Recently, central government support for improvement has been limited, with some small amounts of funding provided to the Local Government Association for sector-led improvement, and to the Social Care Institute for Excellence. The previous government also established an Accelerated Reform Fund for local authorities but it is too early to judge any difference this might have made. Overall, the level of funding has been marginal relative to the scale of the issue. As set out earlier, there is need for a much more active role for central and local government in supporting providers to improve, and it is clearly in the public interest to support a market that provides most of its services to the public sector.

But this is not just about more funding for improvement, it’s also about how improvement happens. For example, in The King’s Fund report into social care leadership, we noted that supporting user groups and associations of providers pays dividends locally: ‘Some of the most encouraging accounts… were from user groups… and from associations of care homes and/or home care agencies closely engaged with their local authorities.’

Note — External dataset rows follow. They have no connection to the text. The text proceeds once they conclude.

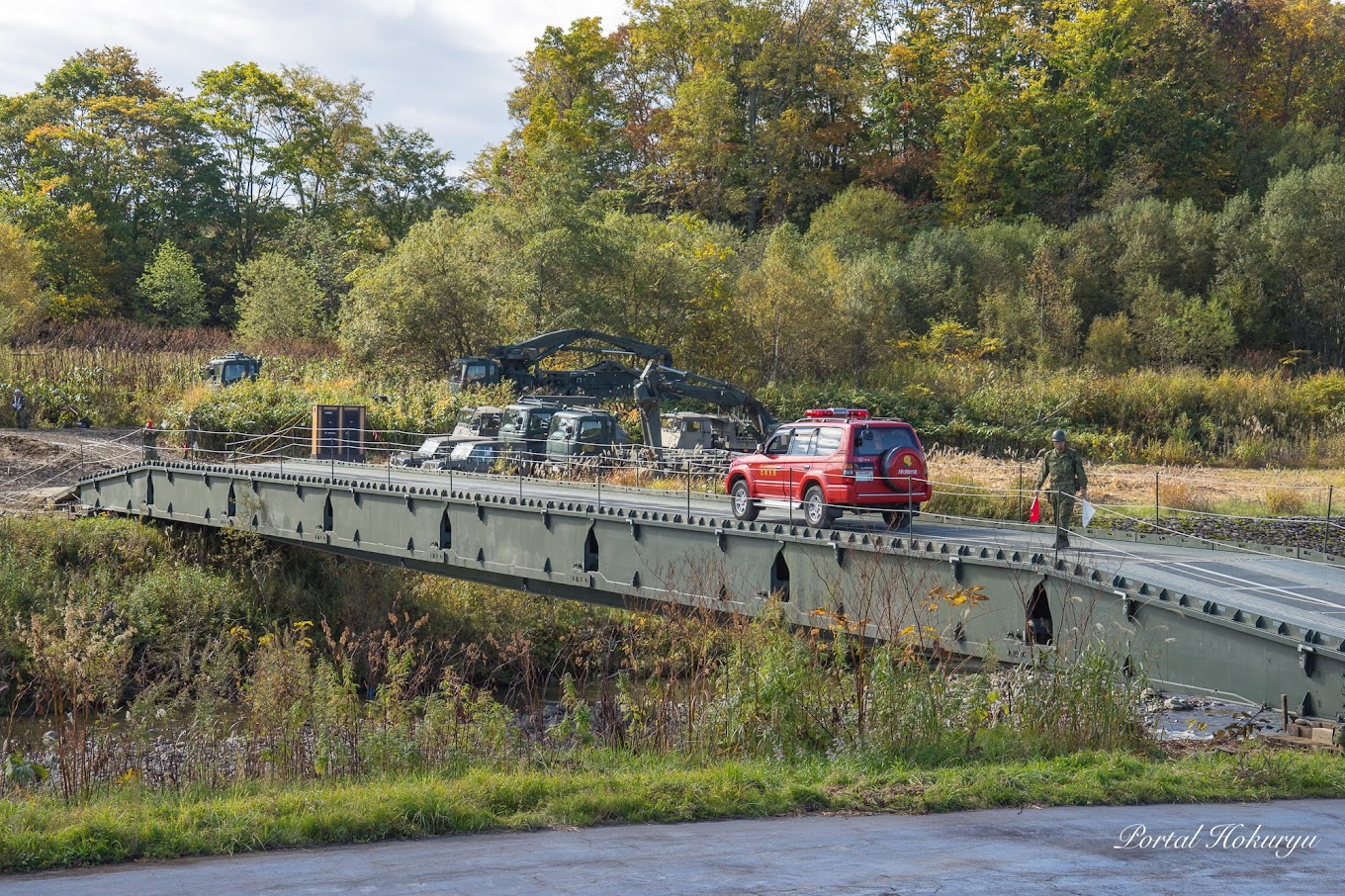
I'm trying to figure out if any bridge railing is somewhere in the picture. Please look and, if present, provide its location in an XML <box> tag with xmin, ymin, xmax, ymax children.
<box><xmin>13</xmin><ymin>421</ymin><xmax>1345</xmax><ymax>552</ymax></box>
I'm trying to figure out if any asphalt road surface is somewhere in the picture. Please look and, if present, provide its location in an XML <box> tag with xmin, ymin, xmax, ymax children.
<box><xmin>0</xmin><ymin>799</ymin><xmax>1345</xmax><ymax>896</ymax></box>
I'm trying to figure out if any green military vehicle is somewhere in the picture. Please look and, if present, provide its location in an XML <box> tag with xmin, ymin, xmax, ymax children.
<box><xmin>201</xmin><ymin>351</ymin><xmax>261</xmax><ymax>386</ymax></box>
<box><xmin>546</xmin><ymin>407</ymin><xmax>631</xmax><ymax>466</ymax></box>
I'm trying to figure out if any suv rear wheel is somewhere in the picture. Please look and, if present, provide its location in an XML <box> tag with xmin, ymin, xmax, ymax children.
<box><xmin>803</xmin><ymin>486</ymin><xmax>840</xmax><ymax>529</ymax></box>
<box><xmin>882</xmin><ymin>510</ymin><xmax>911</xmax><ymax>529</ymax></box>
<box><xmin>730</xmin><ymin>479</ymin><xmax>758</xmax><ymax>522</ymax></box>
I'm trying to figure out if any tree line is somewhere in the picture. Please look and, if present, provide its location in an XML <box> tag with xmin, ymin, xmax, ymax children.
<box><xmin>0</xmin><ymin>0</ymin><xmax>1345</xmax><ymax>382</ymax></box>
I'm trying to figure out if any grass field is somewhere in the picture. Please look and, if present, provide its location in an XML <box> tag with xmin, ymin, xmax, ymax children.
<box><xmin>0</xmin><ymin>748</ymin><xmax>1345</xmax><ymax>872</ymax></box>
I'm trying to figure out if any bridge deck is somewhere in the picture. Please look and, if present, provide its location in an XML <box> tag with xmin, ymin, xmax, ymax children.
<box><xmin>77</xmin><ymin>460</ymin><xmax>1345</xmax><ymax>716</ymax></box>
<box><xmin>264</xmin><ymin>460</ymin><xmax>1345</xmax><ymax>642</ymax></box>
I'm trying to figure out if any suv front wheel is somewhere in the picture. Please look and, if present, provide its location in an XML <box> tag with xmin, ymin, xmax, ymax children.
<box><xmin>730</xmin><ymin>479</ymin><xmax>758</xmax><ymax>522</ymax></box>
<box><xmin>882</xmin><ymin>510</ymin><xmax>911</xmax><ymax>529</ymax></box>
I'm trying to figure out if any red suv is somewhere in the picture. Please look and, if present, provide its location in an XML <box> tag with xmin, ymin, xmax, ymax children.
<box><xmin>724</xmin><ymin>407</ymin><xmax>930</xmax><ymax>529</ymax></box>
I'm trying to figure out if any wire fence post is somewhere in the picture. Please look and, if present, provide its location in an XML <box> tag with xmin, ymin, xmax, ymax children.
<box><xmin>1322</xmin><ymin>486</ymin><xmax>1335</xmax><ymax>554</ymax></box>
<box><xmin>1014</xmin><ymin>464</ymin><xmax>1023</xmax><ymax>522</ymax></box>
<box><xmin>1154</xmin><ymin>470</ymin><xmax>1162</xmax><ymax>530</ymax></box>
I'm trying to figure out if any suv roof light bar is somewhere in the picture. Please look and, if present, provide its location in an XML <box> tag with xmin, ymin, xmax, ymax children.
<box><xmin>803</xmin><ymin>407</ymin><xmax>869</xmax><ymax>419</ymax></box>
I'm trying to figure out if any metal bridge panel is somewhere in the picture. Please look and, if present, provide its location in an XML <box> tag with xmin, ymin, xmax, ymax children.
<box><xmin>77</xmin><ymin>464</ymin><xmax>1345</xmax><ymax>716</ymax></box>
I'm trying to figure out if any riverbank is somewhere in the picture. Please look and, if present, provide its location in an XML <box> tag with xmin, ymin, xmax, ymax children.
<box><xmin>0</xmin><ymin>747</ymin><xmax>1345</xmax><ymax>872</ymax></box>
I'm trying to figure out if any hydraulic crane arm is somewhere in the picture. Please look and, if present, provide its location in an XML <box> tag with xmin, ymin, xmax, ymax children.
<box><xmin>635</xmin><ymin>361</ymin><xmax>778</xmax><ymax>445</ymax></box>
<box><xmin>489</xmin><ymin>329</ymin><xmax>672</xmax><ymax>367</ymax></box>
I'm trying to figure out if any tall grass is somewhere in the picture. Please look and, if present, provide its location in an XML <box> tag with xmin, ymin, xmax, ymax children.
<box><xmin>10</xmin><ymin>322</ymin><xmax>1345</xmax><ymax>466</ymax></box>
<box><xmin>0</xmin><ymin>520</ymin><xmax>1143</xmax><ymax>799</ymax></box>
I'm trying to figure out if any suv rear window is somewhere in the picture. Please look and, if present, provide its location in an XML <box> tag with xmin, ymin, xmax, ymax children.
<box><xmin>854</xmin><ymin>426</ymin><xmax>916</xmax><ymax>458</ymax></box>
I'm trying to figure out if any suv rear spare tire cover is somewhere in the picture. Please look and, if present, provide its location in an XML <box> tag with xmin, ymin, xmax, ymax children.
<box><xmin>878</xmin><ymin>448</ymin><xmax>920</xmax><ymax>492</ymax></box>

A clear national-to-local improvement framework for both support and challenge to providers and commissioners is needed, with consequences for those which either don’t engage in improvement or fail to be able to demonstrate improvement.

In addition to the Department of Health and Social Care taking a more active role, the sector would benefit from a more unified voice than that provided by the current myriad of provider and other representative bodies, and the role of the Association of Directors of Adult Social Services, in particular, could be strengthened.

These strengthened national roles are not intended to replace the key importance of local leadership and action by local authorities, providers and organisations engaging with people who draw on care and support. But decisions and action taken nationally set critical aspects of the environment in which social care locally can flourish or not, and as such a stronger set of national actions is required. These national roles should be closely connected to local insight and intelligence about the social care sector and the needs of people, and see their roles in a way that is local first, with national roles supporting and enabling local organisations to deliver.

Conclusion

The previous government promised to ‘fix’ adult social care but did not. The current government has talked of a ‘national care service’, without giving details of what this might mean. We argue here that any government, of any colour, needs to fix its sights on a picture of what a good system looks like and then set out a clear timetable of measures to achieve it. We set out here a radical but realistic approach to reforming the system. It would not be an ultimate ‘end state’ for social care but would nonetheless offer England a huge improvement on the current approach, which could (and should) be built on in the future.